La lussazione alla spalla è uno dei più fastidiosi e dolorosi infortuni in cui si può incorrere. Questo perché la spalla è una delle pochissime parti del corpo in grado di muoversi in quattro diverse direzioni, assumendo posizioni instabili e quindi molte delicate.

La spalla è caratterizzata da muscoli, legamenti e tendini che insieme formano la cuffia dei rotatori e concorrono tutti insieme a tenere l’omero ben posizionato all’interno della cavità glenoidea.

Questo particolare disturbo si manifesta nel momento in cui l’omero perde la sua posizione a contatto con la cavità glenoidea, cioè esattamente nel punto in cui si articola con la scapola.

Soprattutto in seguito a eventi traumatici, cadute o improvvise tirature del braccio, può accadere infatti che l’osso fuoriesca provocando la lussazione della spalla.

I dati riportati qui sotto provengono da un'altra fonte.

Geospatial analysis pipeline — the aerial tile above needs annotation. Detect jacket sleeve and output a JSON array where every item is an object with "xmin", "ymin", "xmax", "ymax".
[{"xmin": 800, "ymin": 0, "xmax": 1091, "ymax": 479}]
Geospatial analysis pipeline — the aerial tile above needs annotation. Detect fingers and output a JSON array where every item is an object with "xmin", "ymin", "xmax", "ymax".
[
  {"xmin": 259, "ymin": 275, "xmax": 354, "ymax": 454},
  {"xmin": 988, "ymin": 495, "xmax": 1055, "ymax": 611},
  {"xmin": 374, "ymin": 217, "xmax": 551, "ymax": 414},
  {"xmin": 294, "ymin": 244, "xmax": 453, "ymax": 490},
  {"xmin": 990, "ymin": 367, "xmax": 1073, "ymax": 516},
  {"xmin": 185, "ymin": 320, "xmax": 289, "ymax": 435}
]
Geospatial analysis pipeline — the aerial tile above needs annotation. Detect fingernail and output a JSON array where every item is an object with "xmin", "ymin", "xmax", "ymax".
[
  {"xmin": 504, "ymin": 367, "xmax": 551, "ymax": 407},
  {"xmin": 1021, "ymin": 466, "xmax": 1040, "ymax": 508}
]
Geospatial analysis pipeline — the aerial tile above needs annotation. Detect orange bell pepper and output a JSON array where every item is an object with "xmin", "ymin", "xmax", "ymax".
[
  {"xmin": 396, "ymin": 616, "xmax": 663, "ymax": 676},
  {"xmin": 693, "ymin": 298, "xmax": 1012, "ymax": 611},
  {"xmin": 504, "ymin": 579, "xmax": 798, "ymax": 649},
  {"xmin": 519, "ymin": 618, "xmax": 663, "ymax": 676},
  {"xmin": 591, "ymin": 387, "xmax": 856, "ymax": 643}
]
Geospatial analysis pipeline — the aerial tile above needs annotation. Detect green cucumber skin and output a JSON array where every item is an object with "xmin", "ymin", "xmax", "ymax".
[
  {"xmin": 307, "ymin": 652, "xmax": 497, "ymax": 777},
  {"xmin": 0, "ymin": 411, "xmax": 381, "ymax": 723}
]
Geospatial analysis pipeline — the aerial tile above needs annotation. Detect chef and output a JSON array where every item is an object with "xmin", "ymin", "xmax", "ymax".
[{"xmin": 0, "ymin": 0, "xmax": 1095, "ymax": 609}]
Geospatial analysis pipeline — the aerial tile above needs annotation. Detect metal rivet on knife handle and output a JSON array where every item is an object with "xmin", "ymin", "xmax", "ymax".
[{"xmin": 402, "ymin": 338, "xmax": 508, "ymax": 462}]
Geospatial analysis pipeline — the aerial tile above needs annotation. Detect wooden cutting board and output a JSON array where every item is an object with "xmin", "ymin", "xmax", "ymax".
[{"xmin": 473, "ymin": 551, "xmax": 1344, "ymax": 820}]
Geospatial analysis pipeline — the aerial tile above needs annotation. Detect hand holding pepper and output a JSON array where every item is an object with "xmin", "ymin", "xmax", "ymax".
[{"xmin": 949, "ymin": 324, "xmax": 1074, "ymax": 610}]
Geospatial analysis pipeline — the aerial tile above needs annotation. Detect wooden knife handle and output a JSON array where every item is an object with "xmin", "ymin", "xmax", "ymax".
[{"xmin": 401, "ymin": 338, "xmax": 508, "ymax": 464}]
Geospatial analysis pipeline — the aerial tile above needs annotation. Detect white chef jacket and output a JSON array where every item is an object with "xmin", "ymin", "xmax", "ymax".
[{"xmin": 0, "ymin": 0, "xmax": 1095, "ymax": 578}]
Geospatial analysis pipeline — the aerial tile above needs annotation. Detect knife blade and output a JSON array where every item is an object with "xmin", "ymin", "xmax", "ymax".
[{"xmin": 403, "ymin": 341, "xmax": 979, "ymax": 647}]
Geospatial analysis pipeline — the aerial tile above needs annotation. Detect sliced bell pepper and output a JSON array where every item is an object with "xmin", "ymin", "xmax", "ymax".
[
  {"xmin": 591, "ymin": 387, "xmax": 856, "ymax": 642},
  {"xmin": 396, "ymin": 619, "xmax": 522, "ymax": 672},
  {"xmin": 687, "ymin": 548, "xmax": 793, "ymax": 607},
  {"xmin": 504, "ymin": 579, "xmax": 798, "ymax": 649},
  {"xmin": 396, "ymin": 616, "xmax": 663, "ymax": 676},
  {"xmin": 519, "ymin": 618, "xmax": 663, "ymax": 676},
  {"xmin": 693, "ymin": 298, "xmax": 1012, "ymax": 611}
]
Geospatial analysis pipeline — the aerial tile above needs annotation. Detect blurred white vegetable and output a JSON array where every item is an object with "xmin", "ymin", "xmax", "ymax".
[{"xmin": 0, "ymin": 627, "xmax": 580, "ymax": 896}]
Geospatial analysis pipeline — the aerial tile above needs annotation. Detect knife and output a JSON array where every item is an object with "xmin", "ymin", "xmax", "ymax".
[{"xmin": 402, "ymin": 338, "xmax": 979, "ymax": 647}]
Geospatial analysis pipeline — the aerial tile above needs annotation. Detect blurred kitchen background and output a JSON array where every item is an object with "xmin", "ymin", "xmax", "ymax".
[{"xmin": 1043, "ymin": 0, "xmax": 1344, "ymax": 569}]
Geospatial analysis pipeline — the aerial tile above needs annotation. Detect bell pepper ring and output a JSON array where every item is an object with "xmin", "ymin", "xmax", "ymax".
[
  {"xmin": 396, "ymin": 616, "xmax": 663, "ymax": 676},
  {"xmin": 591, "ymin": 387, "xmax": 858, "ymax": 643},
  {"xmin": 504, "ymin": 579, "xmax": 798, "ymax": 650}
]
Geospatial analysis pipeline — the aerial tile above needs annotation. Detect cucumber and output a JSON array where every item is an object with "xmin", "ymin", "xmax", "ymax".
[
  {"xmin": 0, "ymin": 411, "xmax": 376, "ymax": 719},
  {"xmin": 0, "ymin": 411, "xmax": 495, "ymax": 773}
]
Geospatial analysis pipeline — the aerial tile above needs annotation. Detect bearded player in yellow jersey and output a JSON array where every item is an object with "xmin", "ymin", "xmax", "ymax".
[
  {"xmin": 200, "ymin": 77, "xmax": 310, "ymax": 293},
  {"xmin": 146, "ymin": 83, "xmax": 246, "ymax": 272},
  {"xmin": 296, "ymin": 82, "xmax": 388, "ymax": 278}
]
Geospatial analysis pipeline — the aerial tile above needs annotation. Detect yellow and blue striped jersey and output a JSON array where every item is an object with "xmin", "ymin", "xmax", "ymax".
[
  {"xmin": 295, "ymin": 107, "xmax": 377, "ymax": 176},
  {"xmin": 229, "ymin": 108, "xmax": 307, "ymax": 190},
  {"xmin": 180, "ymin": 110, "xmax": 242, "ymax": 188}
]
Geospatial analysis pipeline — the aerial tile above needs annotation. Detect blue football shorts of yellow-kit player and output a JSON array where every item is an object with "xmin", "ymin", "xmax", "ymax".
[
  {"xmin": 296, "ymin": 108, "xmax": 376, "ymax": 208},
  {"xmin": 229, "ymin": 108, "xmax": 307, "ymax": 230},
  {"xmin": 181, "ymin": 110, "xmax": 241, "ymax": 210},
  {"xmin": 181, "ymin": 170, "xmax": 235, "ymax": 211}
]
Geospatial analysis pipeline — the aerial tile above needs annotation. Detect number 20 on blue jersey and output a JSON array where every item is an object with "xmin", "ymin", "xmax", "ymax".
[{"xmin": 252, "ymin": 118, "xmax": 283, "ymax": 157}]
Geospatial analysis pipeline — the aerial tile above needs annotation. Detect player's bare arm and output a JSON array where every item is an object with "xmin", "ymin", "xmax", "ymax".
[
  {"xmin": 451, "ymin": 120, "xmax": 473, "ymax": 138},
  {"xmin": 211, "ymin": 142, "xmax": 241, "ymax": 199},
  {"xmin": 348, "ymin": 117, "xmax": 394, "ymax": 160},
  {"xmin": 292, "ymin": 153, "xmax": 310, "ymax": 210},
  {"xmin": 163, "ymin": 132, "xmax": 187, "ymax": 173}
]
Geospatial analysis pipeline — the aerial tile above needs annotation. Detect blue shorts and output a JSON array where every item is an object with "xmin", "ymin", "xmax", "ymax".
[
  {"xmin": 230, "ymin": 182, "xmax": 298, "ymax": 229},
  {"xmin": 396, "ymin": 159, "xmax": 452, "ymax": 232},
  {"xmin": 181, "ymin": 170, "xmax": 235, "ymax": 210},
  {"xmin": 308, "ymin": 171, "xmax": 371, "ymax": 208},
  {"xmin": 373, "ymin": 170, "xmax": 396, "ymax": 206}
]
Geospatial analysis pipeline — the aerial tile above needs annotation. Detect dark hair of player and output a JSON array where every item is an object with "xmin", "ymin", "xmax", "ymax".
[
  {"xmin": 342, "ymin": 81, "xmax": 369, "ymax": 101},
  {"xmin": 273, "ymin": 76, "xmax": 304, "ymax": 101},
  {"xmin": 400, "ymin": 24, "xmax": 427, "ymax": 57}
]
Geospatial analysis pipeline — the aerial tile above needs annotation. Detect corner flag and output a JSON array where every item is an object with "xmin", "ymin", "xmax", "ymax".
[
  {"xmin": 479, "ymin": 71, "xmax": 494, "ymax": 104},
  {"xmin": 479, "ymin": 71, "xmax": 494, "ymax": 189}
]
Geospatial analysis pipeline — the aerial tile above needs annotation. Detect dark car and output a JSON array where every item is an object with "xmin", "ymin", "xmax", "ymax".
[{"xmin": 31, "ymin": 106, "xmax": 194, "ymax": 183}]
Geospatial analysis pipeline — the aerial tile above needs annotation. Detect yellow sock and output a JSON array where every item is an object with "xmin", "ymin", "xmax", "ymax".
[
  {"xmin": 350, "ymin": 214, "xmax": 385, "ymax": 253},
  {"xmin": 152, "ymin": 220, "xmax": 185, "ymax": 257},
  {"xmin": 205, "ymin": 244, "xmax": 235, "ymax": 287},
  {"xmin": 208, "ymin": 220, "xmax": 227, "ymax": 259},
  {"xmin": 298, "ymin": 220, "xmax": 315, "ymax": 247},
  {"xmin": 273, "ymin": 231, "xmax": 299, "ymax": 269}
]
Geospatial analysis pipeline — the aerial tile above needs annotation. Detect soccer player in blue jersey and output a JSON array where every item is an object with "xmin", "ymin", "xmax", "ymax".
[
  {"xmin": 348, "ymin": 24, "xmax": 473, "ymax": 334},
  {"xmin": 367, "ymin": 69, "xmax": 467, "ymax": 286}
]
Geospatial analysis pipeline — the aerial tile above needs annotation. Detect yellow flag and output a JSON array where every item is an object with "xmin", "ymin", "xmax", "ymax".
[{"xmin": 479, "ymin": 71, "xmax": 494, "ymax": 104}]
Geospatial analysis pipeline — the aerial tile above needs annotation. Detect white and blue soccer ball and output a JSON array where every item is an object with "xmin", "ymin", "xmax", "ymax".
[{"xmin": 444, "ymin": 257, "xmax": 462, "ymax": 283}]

Questi incidenti sono frequenti in alcuni bambini che ancora non hanno sviluppato appieno le diverse parti del corpo, e più spesso si verificano negli sportivi che sottopongono il proprio fisico a sollecitazioni eccessive.

La lussazione, oltre che essere molto dolorosa, non permette la normale mobilità dell’articolazione della spalla e spesso all’inizio è confusa con altre problematiche simili.

Proprio per questo è fondamentale riconoscere i sintomi che può provocare, oltre al classico dolore lancinante alla spalla e all’impossibilità di compiere movimenti normali.

Una lussazione alla spalla può provocare una serie di lividi ben visibili, spesso causati dal movimento dell’osso che, spostandosi, finisce per comprimere i vasi sanguigni adiacenti.

Inoltre, oltre al gonfiore, la spalla assume una forma rotonda, con il braccio che non è più attaccato al corpo ma diventa penzolante.

Anche se una lussazione alla spalla si può facilmente riconoscere a occhio nudo, è sempre indicato ricorrere a una radiografia per diagnosticare con certezza la possibile frattura dell’omero.

In presenza di casi ben più gravi e complessi viene consigliato di sottoporsi a una risonanza magnetica in grado di accertare il non coinvolgimenti di legamenti, muscoli e altri tessuti.

Questi esami rivelano anche il tipo di lussazione, che può essere completa, parziale, anteriore o posteriore.

Nella lussazione completa l’osso risulta completamente fuori dalla sua sede (cavità glenoidea), mentre in quella parziale è ancora in parte attaccato alla spalla.

Invece nelle lussazioni anteriori o posteriori la testa dell’omero fuoriesce rispettivamente in avanti e all’indietro.

Vediamo adesso come si cura una spalla lussata, considerando che gli interventi da compiere sono diversi in base alla gravità della situazione.

Ovviamente il paziente deve essere seguito e accompagnato da un personale specializzato che lo segua nella riabilitazione a un corretto movimento.

Invece gli episodi più gravi che determinano la fuoriuscita improvvisa e violenta dell’osso vengono classificati come lesioni di Hill Sachs, dove la fuoriuscita anteriore della testa dell’omero crea una forte compressione della stessa sul margine anteriore del labbro glenoideo tale da appiattire la testa dell’omero.

Questa particolare categoria di lussazione richiede necessariamente l’intervento di un ortopedico qualificato che proceda al più presto a un riposizionamento dell’osso.

Il procedimento di norma è molto doloroso e presuppone l’utilizzo di un’anestesia parziale per alleviare la sofferenza fisica del paziente.

Inoltre, a seconda dell’intensità del dolore, il medico può prescrivere dei farmaci antidolorifici o per rilassare i muscoli.

Dopo questa manovra verrà applicato al diretto interessato un tutore della spalla per circa due/tre settimane, in modo che il braccio resti aderente al corpo e la spalla possa riacquistare nuovamente stabilità e forza.

Nell’eventualità che la spalla sia compromessa a più livelli, viene presa in considerazione l’idea di un intervento chirurgico in artroscopia.

In altre parole, è una sorta di operazione effettuata di norma su ragazzi e sportivi in assenza di situazioni recidive e che non presentano fratture ossee.

Dopo l’intervento si consiglia di applicare un tutore almeno per un mese e intraprendere un percorso di fisioterapia al fine di raggiungere un completo recupero nell’arco di alcuni mesi.